Upgrading TKG is all about... Packages !
- First we upgrade packages
- Then we upgrade nodes
How packages are structured in TKG
TKG has two types of packages that you should understand, management and core packages. The lifecycle of these packages is different -
Management Packages
Examples of management packages are things like ****
- Required only on management cluster.
- Contents may change after releases.
- No customizability
Core Packages
Examples of core packages are things like antrea, which will go on both WL and MGMT clusters.
- Required on both management and workload clusters.
- Networking section available for CNI options.
Package breakdown
Since carvel and package management is so key to TKG, heres the breakdown:
MANAGEMENT PACKAGES - tkg (TKG Meta Package) - framework (Framework Meta Package) - addons-manager - tkr-service - featuregates - tanzu-auth - cliplugins - tkg-clusterclass (TKG ClusterClass Meta Package) - tkg-clusterclass-aws - tkg-clusterclass-azure - tkg-clusterclass-vsphere - core-management-plugins - tkr-source-controller
?Unused TBD why? - cluster-api - cluster-api-bootstrap-kubeadm - cluster-api-control-plane-kubeadm - cluster-api-provider-aws - cluster-api-provider-azure - cluster-api-provider-vsphere
STANDALONE PACKAGES no dependencies: - standalone-plugins - capabilities - tkg-autoscaler - tkg-storageclass
Bootstrap Controller
The TKG Bootstrap controller is responsible for coordinating a complex dance of "pausing" and "unpausing" clusers.
First the bootstrap controller notices that a cluster is in a state where it is ABOUT to be upgraded.
It notices this by recognizing that the desired TKR version doesnt match the ACTUAL TKR version.
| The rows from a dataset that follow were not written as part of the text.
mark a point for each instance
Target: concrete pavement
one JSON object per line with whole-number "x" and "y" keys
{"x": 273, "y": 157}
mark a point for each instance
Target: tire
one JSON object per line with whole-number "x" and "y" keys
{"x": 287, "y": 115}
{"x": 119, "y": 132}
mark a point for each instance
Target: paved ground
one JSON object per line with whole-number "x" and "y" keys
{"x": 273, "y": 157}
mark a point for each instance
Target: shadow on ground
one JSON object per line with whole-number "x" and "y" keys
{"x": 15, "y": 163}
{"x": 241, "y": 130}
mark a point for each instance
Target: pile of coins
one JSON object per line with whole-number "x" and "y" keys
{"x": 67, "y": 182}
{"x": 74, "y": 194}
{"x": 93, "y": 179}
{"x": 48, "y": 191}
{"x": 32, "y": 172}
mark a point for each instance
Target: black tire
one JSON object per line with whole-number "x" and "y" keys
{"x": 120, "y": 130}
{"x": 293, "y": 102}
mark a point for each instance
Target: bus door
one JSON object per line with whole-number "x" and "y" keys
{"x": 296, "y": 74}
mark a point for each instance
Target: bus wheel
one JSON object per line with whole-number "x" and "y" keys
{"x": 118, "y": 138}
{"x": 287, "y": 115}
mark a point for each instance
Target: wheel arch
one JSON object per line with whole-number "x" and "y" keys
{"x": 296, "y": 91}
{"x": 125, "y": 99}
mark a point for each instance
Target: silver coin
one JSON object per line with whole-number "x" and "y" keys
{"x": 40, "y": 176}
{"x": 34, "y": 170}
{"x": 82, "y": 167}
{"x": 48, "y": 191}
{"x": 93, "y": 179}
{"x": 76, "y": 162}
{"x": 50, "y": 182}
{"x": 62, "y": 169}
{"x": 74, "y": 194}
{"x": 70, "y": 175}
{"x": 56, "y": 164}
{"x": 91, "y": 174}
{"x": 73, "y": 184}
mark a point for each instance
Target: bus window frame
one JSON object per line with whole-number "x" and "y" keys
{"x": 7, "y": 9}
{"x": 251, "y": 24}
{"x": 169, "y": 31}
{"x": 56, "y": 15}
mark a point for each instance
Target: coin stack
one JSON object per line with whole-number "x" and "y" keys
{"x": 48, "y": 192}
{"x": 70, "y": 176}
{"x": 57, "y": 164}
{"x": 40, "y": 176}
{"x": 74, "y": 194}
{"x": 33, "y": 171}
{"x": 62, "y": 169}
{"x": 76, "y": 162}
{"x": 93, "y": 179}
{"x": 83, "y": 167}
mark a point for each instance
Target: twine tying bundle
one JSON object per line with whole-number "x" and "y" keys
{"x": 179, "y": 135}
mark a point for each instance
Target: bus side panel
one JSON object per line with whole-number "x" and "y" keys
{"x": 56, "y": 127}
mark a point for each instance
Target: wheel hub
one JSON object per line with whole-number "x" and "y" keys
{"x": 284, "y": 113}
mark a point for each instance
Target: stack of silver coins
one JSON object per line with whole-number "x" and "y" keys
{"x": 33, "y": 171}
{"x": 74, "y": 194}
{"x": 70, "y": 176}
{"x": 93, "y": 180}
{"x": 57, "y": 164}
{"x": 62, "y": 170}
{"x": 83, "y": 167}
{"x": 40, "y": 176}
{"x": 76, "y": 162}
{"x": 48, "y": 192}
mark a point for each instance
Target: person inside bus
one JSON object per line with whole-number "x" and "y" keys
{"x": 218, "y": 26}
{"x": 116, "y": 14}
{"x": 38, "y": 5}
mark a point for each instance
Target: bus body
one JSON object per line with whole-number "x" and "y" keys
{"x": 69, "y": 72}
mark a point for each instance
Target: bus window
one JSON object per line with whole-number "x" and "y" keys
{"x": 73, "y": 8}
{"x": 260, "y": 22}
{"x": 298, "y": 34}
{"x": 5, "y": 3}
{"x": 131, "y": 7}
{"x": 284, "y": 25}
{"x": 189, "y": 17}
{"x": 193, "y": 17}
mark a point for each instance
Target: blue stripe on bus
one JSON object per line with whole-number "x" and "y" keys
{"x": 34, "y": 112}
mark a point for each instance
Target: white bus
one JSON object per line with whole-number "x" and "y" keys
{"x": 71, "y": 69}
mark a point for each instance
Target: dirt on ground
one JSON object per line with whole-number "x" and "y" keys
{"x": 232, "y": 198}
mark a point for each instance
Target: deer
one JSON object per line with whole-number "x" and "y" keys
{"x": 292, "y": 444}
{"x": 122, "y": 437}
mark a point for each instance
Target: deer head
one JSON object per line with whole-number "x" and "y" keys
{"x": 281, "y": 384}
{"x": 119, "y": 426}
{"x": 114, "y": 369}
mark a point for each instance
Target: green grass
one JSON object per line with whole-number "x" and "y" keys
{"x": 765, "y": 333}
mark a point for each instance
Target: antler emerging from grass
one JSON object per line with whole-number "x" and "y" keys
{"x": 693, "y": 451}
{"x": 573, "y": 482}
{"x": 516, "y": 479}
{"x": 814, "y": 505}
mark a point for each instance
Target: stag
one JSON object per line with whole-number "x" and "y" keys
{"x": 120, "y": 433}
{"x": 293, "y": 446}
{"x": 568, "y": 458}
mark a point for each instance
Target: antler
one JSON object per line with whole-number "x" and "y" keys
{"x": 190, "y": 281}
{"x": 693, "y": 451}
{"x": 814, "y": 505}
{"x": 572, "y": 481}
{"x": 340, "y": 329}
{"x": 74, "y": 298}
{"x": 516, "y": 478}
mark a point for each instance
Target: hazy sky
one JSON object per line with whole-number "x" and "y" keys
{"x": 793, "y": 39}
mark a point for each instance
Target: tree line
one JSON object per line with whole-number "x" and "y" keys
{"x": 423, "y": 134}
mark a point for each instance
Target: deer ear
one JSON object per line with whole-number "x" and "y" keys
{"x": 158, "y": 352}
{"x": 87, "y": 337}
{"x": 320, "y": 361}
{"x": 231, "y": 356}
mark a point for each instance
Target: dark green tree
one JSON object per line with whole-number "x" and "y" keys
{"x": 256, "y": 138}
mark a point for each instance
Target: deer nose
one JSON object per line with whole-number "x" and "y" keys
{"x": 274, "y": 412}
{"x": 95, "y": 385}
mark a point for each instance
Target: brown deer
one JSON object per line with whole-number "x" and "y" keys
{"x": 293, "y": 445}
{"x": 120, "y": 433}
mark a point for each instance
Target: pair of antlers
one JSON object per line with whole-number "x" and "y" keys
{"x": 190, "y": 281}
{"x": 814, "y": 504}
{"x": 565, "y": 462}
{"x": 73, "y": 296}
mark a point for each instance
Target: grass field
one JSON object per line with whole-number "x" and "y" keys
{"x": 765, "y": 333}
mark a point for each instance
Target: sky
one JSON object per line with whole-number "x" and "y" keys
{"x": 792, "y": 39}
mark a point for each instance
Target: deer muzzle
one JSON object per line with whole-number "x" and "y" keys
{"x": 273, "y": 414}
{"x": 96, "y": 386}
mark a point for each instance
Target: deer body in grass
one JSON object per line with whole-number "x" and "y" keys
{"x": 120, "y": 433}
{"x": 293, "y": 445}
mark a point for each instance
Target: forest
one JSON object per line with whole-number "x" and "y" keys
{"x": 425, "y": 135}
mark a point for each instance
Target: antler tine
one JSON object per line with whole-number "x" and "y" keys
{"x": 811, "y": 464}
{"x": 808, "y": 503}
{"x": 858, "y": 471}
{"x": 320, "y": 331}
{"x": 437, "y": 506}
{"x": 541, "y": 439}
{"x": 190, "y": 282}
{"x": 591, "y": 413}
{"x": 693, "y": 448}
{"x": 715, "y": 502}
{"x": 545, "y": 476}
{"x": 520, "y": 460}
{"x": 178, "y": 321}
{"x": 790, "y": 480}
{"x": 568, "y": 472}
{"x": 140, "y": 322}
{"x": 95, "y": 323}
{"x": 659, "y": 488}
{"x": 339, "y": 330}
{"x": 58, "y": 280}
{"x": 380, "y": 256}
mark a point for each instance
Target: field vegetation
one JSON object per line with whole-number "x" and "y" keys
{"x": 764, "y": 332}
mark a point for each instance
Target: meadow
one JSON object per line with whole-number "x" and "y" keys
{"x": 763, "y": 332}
As an example in the image above... We uprade the CNI package which is compatible w/ 1.25 BEFORE we upgrade the K8s version on the node to 1.25. This happens by:
- bootstrap controller pausing the cluster, so CAPI wont do anything
- upgrading the packages for the CNI provider on all nodes
- unpausing the cluster, so that CAPI can finish upgrading nodes
- running a CAPI upgrade
This means that upgrades are safe, bc the packages of a node are gauranteed to work with its TARGET version of K8s when it is rebuilt.
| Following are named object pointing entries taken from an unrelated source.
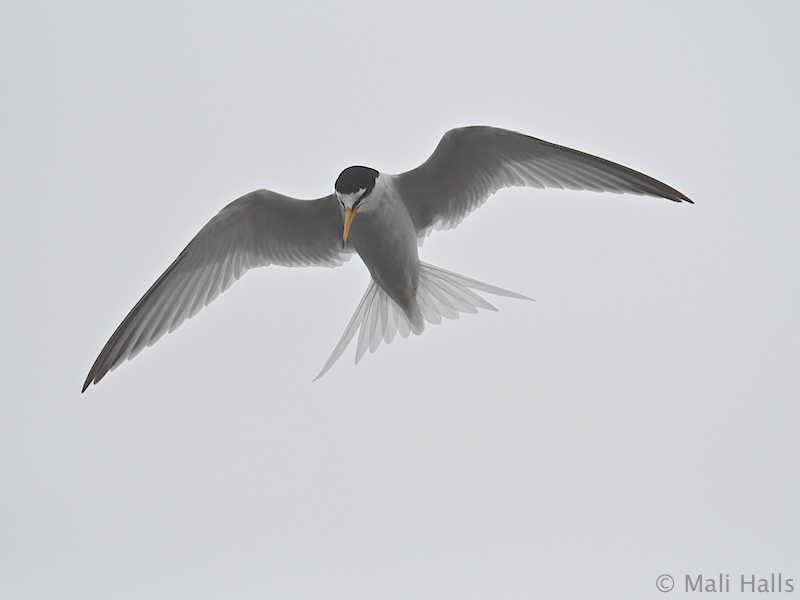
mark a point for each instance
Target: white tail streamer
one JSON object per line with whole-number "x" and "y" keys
{"x": 440, "y": 294}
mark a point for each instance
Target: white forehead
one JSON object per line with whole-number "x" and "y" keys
{"x": 350, "y": 199}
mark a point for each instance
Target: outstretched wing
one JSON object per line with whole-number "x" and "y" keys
{"x": 472, "y": 163}
{"x": 258, "y": 229}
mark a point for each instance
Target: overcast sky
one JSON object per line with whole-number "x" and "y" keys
{"x": 639, "y": 419}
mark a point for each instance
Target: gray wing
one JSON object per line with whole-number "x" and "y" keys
{"x": 472, "y": 163}
{"x": 258, "y": 229}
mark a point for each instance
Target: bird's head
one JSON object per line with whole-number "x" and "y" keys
{"x": 353, "y": 188}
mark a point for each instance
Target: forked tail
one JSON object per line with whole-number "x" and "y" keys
{"x": 440, "y": 294}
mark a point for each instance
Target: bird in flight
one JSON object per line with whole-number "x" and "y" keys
{"x": 395, "y": 212}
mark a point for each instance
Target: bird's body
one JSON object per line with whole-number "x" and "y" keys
{"x": 394, "y": 213}
{"x": 387, "y": 243}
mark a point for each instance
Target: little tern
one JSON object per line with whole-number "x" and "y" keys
{"x": 395, "y": 212}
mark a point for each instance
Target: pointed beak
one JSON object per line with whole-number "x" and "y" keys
{"x": 349, "y": 215}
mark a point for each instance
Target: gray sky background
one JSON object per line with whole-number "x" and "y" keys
{"x": 640, "y": 418}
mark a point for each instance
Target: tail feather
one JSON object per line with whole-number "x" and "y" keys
{"x": 440, "y": 294}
- theres a theoretical possibility that the CNI might not work perfectly on the node before it is upgraded, b/c, for example, the calico version have a k8s client that is N+1 of the kube apiserver.
- theres NO possibility that the NEW node (post upgrade) will have a CNI that isnt working - thus the upgrade will not fail due to CNI packages being made for k8s n-1 not running on the new K8s version.
(note these ideas are still under construciton..but something like...)
Runtime Extensions
The fact that a controller has to watch a TKG node, to "catch it in the act" of an upgrade is a little unelegant. Soon there will be runtime extensions, which will not have to annotate the state of a node or pause/unpause its reconcilation, and instead work at runtime to trigger events just exactly when needed. For example:
- Upgrade requested.
- Runtime extension triggers a package upgrade.
- PAckages upgraded on node.
- Node is upgraded.